This campaign started out as an idea quite a long time ago. Some of my friends and ex-players wanted to game on a non-regular basis, and my regular players wanted a change of pace form the (very) long campaign we’re currently running.
So I tried to run a few one timers.
They were a disaster.
I really don’t know how to run a full game in one session – I’m too much of a storyteller DM, there aren’t a lot of tips on how to do it out there (if you find any – please, let me know. I’ll really appreciate it), D&D combat tends to be long-winded (no matter what you do, every encounter is going to take 15-30 minutes and more to run), and four-six hours to establish a story, motive, setting, characters, villains, run encounters of various kinds is just to little; someone’s going to suffer, and it’s usually the story (which, being a storyteller DM is something I absolutely won’t have).
So what to do?
Here Alexey came to the rescue (now you know who to blame
) with the idea of running a long-term one timer: a casual game run every month or two with the same characters each time and with a full story line.
To say I was thrilled by the idea is an understatement. I opened a new notebook immediately and started to think about campaign ideas.

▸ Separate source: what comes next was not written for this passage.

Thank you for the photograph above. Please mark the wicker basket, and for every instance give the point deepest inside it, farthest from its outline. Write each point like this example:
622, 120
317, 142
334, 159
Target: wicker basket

The first idea came from Dragon Magazine (RIP) – my savior many times before. The magazine had just published the Dark Sun campaign setting, updated to 3.5. Now although I’ve heard of the Dark Sun campaign setting before, I’d never actually encountered it until then. But the world of Athas gave me the first few ideas for the game (which like first ideas, haven’t survived to the actual campaign we’re playing). From there the core story was developed, changed and expanded (as some of these posts will demonstrate), and from there the main antagonist was created – a much more sophisticated, intelligent and devious villain than Accor , the villain in my current campaign.